The fire appeared to be below deck in the engine room,” said Division Chief Patrick Shepler. “There was a strong electrical smell when the boat was initially approached.”

The Coast Guard was notified and arrived minutes after the first Orcas firefighters. The Redis family had left the boat half an hour before the flames were spotted; they received a call about the emergency while eating dinner. A quick-thinking bystander had towed the burning vessel away from the dock and into the narrow channel, where it was then anchored.

An initial fire attack and evaluation was made by Orcas firefighters using a floatable pump they brought aboard the 33-foot Coast Guard vessel. Shepler also requested the response of the fire boat “Confidence” from Fire District 3 on San Juan Island.

When Redis and his wife and their 15-year-old daughter returned, they discovered their beloved 10-year-old African Gray Parrot named Esa was trapped on board. The boat was heavily involved at that point, and firefighters deemed a rescue attempt to be futile.

No one was hurt and there was no environmental or property damage, but losing my wife's bird was the worst part of the whole thing,” Redis said. “Esa loved going on our boat ... my wife took her to work.”

Shepler said a handful of spectators at the marina were “concerned why firefighters were not putting continuous streams of water on the burning boat.”

There are always three overarching goals on every incident, and in this order of importance: life safety, incident mitigation and property conservation,” Shepler said. “This vessel had about 50 gallons of gasoline aboard. We were concerned with protecting the marina, other boats and with protecting the environment. We could have mixed too much water with gasoline and had a running fuel fire that would endanger the marina and the environment. Our Incident Command Team agreed that for both overall safety and limiting environmental impact, our strategy of letting the fuel burn off was the most mindful one.”

The Island Oil Spill Association set up a 600-foot oil protection boom from a safe distance, even before the fire was extinguished, to stop chemicals or debris from drifting into a nearby estuary. Orcas Fire also consulted with the Department of Ecology.

After a preliminary investigation of the area by the Coast Guard, it appears that no petroleum products were released into the water.
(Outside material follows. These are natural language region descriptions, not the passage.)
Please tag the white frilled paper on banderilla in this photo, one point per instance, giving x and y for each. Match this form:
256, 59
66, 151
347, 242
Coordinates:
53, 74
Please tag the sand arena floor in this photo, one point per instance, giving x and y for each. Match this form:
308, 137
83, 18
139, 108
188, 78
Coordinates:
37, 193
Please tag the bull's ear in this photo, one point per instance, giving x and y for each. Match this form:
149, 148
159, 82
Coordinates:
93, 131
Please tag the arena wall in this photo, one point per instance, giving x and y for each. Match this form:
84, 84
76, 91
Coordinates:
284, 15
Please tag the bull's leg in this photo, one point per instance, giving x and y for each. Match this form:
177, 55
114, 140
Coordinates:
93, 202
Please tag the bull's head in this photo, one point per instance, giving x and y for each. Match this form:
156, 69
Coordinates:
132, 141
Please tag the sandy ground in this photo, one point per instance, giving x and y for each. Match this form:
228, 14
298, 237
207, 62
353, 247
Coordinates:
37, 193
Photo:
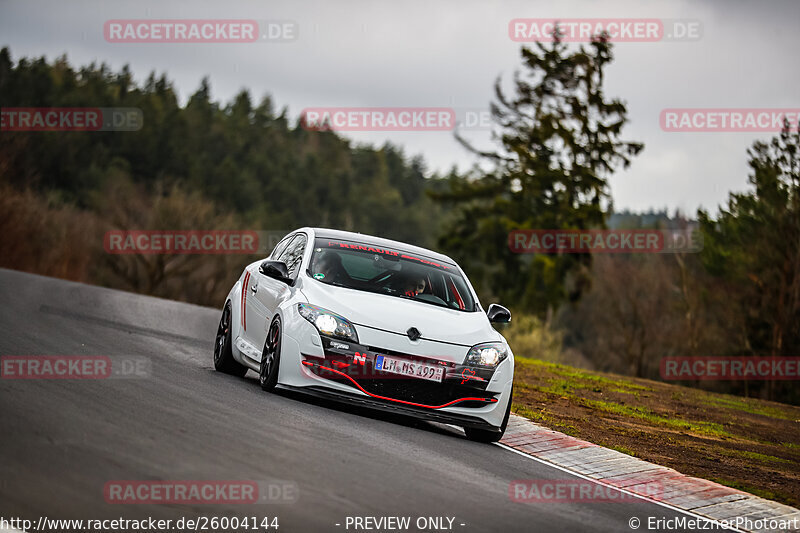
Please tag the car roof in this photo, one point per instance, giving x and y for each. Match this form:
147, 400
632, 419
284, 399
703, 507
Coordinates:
371, 240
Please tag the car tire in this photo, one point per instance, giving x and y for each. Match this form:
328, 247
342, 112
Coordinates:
223, 349
488, 435
271, 357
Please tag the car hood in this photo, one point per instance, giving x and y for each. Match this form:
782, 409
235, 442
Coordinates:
397, 315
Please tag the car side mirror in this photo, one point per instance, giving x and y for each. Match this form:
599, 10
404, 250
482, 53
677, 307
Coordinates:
498, 313
276, 270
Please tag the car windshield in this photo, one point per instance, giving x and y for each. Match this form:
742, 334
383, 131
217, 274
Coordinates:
390, 272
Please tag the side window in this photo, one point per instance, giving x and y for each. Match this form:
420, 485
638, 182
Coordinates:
293, 254
279, 248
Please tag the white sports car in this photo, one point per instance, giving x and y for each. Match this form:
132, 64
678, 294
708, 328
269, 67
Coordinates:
373, 322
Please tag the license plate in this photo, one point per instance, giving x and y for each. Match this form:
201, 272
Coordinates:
412, 369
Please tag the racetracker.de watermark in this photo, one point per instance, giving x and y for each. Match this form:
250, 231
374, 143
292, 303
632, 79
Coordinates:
183, 242
200, 492
622, 30
199, 31
71, 119
635, 241
74, 367
730, 368
576, 490
750, 120
378, 119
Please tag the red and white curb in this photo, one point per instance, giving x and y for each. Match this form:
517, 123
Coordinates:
660, 484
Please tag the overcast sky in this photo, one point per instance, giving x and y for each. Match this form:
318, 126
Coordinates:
431, 53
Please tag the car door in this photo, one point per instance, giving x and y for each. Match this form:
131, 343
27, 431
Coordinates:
254, 315
270, 292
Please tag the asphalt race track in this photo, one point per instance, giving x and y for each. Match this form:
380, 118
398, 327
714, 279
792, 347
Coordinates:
63, 440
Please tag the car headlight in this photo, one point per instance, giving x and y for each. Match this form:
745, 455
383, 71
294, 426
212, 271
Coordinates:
328, 323
488, 354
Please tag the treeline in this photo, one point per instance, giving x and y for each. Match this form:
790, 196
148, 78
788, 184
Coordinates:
245, 157
240, 165
202, 165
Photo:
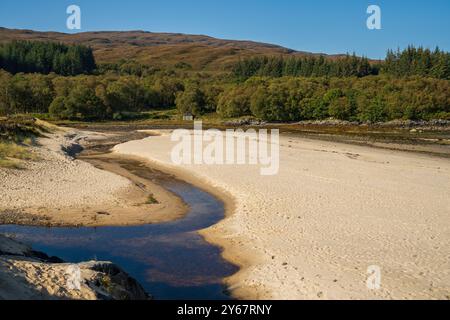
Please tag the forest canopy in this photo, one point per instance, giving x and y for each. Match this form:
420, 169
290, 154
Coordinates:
46, 57
411, 84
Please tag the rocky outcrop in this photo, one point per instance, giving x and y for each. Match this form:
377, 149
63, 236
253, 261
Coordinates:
30, 275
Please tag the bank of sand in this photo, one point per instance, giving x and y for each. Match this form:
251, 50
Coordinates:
312, 231
57, 189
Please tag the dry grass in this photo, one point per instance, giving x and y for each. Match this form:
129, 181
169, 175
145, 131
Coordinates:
12, 155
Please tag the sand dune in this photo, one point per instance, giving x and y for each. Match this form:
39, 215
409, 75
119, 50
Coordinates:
312, 231
60, 190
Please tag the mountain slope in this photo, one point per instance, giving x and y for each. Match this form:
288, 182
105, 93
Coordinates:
158, 49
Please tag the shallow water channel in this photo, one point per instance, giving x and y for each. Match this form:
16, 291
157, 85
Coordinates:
170, 260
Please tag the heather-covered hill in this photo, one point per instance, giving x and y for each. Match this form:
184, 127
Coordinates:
158, 49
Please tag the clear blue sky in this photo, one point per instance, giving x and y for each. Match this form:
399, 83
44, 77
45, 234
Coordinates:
329, 26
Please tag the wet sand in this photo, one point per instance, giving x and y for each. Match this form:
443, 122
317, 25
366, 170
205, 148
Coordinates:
59, 190
312, 231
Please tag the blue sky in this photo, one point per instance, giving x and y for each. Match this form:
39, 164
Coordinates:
329, 26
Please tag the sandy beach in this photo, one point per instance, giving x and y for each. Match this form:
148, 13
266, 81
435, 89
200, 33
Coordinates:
334, 210
59, 190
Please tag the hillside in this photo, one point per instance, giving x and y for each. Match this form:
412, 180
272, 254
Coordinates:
158, 49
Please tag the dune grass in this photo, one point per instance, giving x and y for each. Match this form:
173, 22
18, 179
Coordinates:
16, 138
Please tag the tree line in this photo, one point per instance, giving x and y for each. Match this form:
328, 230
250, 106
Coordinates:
369, 99
266, 88
409, 62
311, 66
46, 57
418, 62
85, 97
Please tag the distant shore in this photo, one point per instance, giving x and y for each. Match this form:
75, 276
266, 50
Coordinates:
334, 210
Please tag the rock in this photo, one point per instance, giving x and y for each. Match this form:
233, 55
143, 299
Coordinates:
29, 275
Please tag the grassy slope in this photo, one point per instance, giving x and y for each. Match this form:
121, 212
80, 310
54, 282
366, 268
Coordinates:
158, 49
16, 136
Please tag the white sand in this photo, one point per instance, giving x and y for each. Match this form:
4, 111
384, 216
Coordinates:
56, 180
332, 211
66, 191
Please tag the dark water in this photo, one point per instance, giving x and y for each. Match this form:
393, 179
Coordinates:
170, 260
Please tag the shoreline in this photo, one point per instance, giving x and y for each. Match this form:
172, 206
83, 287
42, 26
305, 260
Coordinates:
236, 246
229, 252
119, 198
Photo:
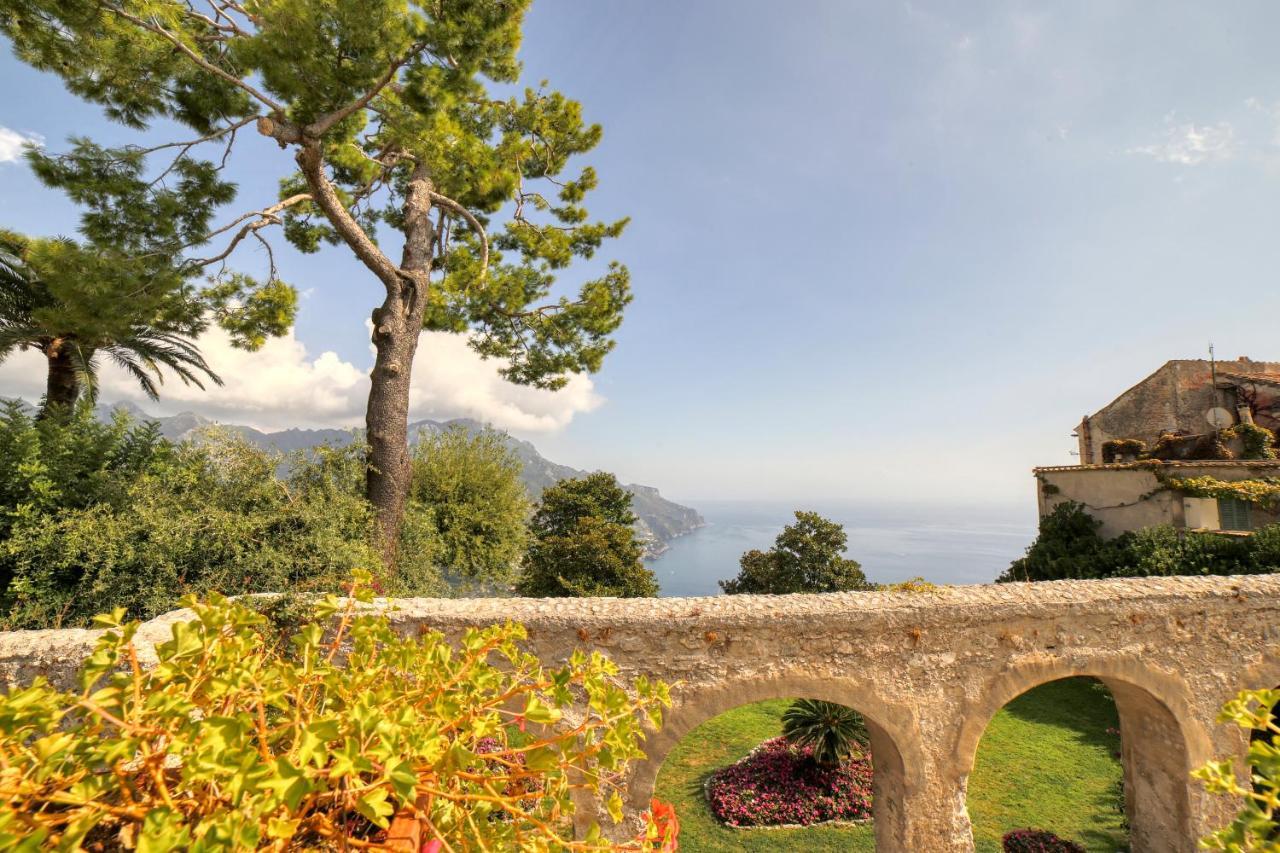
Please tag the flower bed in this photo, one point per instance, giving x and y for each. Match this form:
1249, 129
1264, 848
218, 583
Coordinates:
780, 784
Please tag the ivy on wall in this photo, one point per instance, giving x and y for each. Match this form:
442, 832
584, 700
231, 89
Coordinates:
1264, 492
1258, 441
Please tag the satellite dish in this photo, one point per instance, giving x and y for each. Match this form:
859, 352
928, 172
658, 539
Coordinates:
1219, 418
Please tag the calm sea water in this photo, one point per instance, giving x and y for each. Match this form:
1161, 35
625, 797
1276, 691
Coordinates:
947, 544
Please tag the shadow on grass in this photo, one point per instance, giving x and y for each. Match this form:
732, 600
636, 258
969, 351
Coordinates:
1079, 705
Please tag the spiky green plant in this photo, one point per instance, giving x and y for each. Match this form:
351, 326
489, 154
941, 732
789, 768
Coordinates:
833, 730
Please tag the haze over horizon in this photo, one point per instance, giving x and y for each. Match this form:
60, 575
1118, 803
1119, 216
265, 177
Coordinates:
880, 251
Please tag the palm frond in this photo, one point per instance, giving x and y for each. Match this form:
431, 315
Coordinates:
126, 360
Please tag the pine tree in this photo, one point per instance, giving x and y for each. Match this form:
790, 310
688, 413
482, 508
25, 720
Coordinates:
387, 110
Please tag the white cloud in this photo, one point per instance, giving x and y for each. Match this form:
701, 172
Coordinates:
283, 386
1192, 144
12, 144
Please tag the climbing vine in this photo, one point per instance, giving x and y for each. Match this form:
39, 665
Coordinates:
1258, 441
1264, 492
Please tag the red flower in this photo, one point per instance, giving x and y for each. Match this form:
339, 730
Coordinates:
663, 826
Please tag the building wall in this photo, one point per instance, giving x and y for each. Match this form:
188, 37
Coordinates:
927, 670
1125, 497
1174, 398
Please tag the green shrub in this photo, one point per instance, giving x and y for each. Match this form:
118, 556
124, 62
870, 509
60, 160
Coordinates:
1257, 824
229, 743
1069, 546
110, 515
584, 543
832, 730
807, 557
209, 516
476, 503
1118, 447
1258, 441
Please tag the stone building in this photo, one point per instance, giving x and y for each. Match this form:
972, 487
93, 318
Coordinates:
1179, 397
1174, 450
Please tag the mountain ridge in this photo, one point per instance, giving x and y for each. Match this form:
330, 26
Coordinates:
659, 519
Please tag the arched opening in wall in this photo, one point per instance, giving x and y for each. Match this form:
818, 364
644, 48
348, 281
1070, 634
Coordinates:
1050, 761
739, 775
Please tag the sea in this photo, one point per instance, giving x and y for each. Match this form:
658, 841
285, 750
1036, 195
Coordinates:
944, 544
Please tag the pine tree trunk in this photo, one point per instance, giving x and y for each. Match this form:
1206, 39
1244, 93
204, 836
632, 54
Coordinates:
62, 386
397, 327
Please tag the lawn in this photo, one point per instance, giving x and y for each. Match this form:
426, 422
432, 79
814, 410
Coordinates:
1046, 761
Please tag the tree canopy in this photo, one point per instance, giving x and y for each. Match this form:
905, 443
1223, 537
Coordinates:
807, 557
478, 505
584, 543
387, 109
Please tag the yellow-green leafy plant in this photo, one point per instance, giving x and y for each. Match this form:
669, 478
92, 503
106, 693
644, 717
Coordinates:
237, 739
1256, 828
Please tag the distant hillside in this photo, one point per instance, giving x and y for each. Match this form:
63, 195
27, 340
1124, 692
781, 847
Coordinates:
661, 520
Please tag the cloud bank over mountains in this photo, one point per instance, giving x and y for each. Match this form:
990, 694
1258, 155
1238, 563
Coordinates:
283, 384
12, 144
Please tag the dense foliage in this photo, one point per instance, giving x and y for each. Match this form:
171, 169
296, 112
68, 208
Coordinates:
478, 507
832, 731
1069, 546
780, 783
1257, 442
1257, 825
240, 740
807, 557
126, 293
401, 117
1038, 842
110, 515
101, 515
584, 543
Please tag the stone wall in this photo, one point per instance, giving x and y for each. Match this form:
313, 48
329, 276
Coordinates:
1173, 398
928, 671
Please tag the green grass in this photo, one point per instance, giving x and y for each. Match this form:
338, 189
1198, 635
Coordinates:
1046, 761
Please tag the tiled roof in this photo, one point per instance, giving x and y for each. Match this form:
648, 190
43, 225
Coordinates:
1258, 378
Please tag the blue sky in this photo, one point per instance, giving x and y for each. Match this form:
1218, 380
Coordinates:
880, 250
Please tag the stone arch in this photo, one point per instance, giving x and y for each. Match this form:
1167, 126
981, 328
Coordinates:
1161, 739
896, 749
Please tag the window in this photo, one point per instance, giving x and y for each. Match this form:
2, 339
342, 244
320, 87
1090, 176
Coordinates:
1233, 514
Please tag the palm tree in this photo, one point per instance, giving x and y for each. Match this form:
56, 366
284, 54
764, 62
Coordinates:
27, 308
832, 730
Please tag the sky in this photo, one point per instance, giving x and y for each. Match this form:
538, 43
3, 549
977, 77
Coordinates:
881, 251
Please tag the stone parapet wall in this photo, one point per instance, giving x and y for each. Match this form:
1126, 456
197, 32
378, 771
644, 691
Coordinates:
928, 670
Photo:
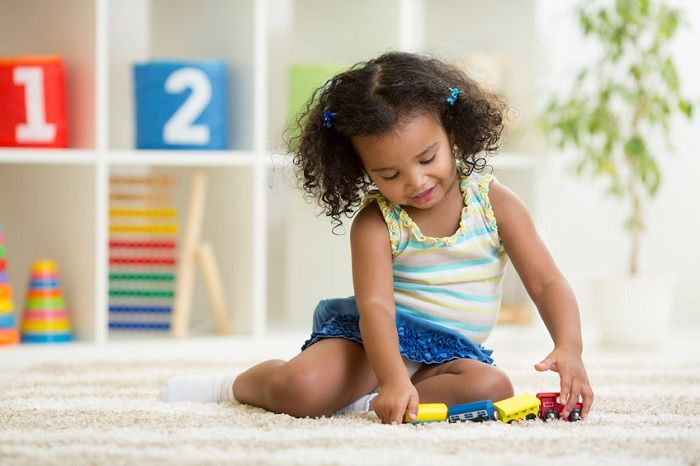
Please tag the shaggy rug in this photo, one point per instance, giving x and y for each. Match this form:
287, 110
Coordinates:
105, 412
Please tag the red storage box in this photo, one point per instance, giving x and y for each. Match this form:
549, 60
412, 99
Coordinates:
32, 102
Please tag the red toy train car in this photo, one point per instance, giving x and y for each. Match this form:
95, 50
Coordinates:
550, 408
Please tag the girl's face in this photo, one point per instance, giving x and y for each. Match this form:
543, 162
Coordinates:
412, 165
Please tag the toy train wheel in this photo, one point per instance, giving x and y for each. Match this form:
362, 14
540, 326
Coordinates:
575, 415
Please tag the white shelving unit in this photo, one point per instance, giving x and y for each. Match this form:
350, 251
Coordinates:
54, 203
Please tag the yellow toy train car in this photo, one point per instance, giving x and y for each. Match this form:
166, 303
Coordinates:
524, 406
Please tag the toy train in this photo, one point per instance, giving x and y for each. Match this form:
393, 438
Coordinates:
520, 407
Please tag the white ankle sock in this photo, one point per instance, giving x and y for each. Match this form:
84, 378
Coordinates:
362, 404
200, 388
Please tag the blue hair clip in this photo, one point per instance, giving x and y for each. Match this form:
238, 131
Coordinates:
454, 93
328, 118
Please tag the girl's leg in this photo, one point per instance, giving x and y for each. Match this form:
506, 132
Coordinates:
461, 381
322, 379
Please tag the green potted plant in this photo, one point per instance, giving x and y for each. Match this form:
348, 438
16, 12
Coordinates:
617, 111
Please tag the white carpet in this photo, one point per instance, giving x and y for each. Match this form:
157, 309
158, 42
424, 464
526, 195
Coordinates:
102, 409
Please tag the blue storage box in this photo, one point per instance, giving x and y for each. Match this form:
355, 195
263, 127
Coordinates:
181, 104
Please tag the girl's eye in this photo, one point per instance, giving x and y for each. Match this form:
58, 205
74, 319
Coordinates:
430, 160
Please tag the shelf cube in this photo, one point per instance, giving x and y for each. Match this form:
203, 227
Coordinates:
304, 79
32, 102
181, 105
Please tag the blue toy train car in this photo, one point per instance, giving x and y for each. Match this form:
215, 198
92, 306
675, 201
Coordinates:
476, 411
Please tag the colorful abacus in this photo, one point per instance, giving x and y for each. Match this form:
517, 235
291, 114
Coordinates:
142, 249
45, 319
8, 325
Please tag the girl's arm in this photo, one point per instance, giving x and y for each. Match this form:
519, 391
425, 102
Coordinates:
374, 290
551, 293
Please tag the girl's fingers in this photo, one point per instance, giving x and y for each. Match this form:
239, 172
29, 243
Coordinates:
587, 400
412, 409
572, 399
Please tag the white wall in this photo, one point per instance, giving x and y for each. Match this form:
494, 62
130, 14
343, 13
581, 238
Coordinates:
582, 227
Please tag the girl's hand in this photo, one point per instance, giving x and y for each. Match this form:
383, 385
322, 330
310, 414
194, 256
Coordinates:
573, 379
395, 399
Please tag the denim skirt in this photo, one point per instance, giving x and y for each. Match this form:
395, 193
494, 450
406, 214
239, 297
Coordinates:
420, 340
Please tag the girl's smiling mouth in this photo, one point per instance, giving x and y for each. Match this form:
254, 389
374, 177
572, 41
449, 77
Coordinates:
425, 196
Redis says it was a stroke of luck that he didn't fuel up before leaving his slip in La Conner.

I have never gone away for the weekend without filling up my boat fully with gas before leaving the dock,” he said. “But that Friday I was behind schedule, and I knew I had enough gas to get there. So when the boat caught on fire there was 50 gallons of fuel rather than 175.”

Redis says his daughter is scared to go boating again.

If we were on the boat when it happened, we probably would have died,” he said.